Chaque année, aux États-Unis, quelque 15 000 femmes et jeunes filles avortent plutôt que de donner naissance à un enfant conçu lors d’un viol ou d’un inceste. Ce n’est pas ce choix, que l’on devine pénible et déchirant, qui est regrettable et honteux, mais bien qu’en 2012, un politicien utilise encore un argument pseudo scientifique pour cacher son ultraconservatisme et renier tout droit à l’avortement, qu’importent les circonstances.
On croit retourner des siècles en arrière en écoutant les propos du candidat républicain au Sénat, Todd Akin, voulant que le corps des femmes peut empêcher les grossesses qui résultent d’un «vrai viol». Interrogé à savoir s’il était favorable à l’avortement en cas d’agression, le politicien du Missouri a répondu que s’il comprend bien les médecins, ce type de situations est vraiment rare. «S’il s’agit d’un viol véritable, le corps féminin a des moyens de bloquer tout ça.»
Quoi? Comment peut-on encore aujourd’hui présenter un argument aussi farfelu et aussi culpabilisant à l’égard d’adolescentes et de femmes qui se retrouvent enceintes à la suite d’une relation sexuelle non désirée, violente et traumatisante?
Un peu plus et le candidat républicain, qui est aussi membre de la commission des sciences à la Chambre des représentants, évoquerait la longueur de la jupe de la victime, la profondeur de son décolleté, ses fréquentations passées et l’heure à laquelle l’agression s’est produite pour justifier l’injustifiable.
Sa brillante thèse laisse même supposer que si des milliers de femmes sont enceintes à la suite d’un viol, c’est sûrement parce qu’elles y ont pris plaisir puisque leur corps n’a pas refusé d’y engendrer la vie.
En campagne électorale, les paroles d’Akin ont vite trouvé écho à travers le pays. Le président démocrate, Barack Obama, s’est empressé de préciser qu’un «viol est un viol». Le républicain Mitt Romney, qui vise la présidence, et son colistier, Paul Ryan, se sont dissociés de leur candidat. Mitt Romney s’est même dit choqué par les commentaires inexcusables et insultants de l’aspirant sénateur. Contrairement à son colistier et à plusieurs membres de son parti, M. Romney ne condamnerait pas le recours à l’avortement dans le cas de viol ou d’inceste. On a beau être conservateur, il y a une limite à ne pas dépasser.

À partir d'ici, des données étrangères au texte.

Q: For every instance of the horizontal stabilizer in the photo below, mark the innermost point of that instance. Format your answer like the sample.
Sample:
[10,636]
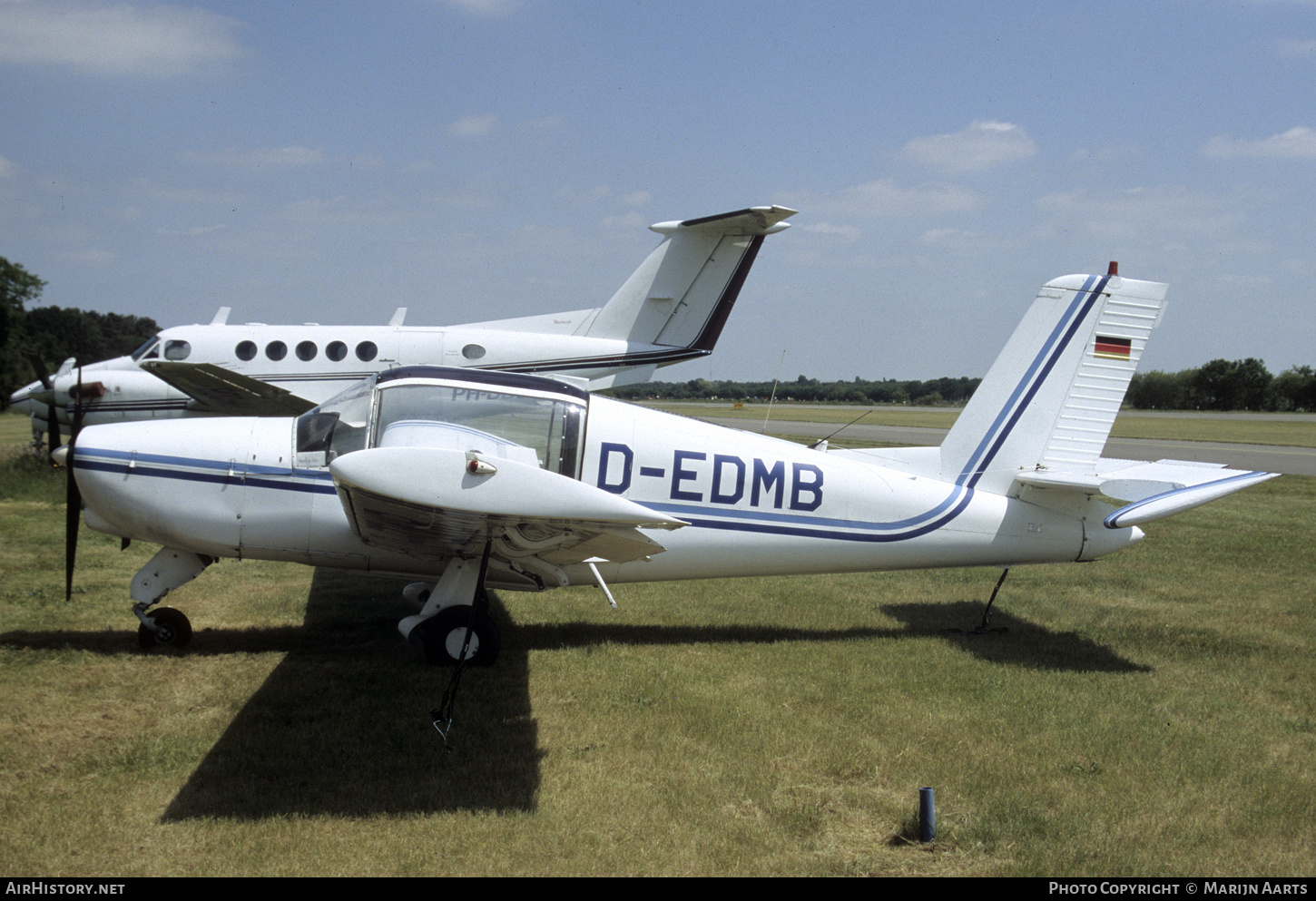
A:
[1155,489]
[1177,496]
[215,389]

Todd Akin, élu par l’électorat du Missouri à six reprises, a tenté de réparer sa bourde plutôt que de démissionner comme certains le réclamaient. Il a d’abord indiqué dans un communiqué qu’il avait mal choisi ses mots. Il a ensuite préparé une vidéo pour s’excuser. Or, il a beau exprimer sa profonde empathie pour les femmes violées, ses paroles sonnent faux lorsqu’il dit du même souffle qu’il croit profondément à la protection de toute forme de vie et qu’il refuse de faire du mal à une autre victime innocente.
En d’autres mots, l’avortement n’est jamais une option pour lui. Son empathie semble aller davantage aux organisations chrétiennes ultraconservatrices. Le violeur doit être puni, l’enfant protégé. Et la femme violée dans tout ça? Elle n’a d’autre issue que de rendre à terme cette grossesse non désirée, sauvagement imposée. Difficile de croire à la sincérité de ces pro-vie qui veulent sauver des foetus tout en demandant à des adolescentes et à des femmes de sacrifier leur santé physique et mentale, et de chambouler leur vie.
Aussi étonnants et désolants qu’ils soient, les propos de Todd Akin ont néanmoins le mérite d’être clairs. Contrairement à certains élus du Parlement canadien qui proposent des modifications sournoises au Code criminel pour criminaliser l’avortement, le politicien américain ne dissimule pas sous de faux prétextes sa vive opposition aux interruptions de grossesse.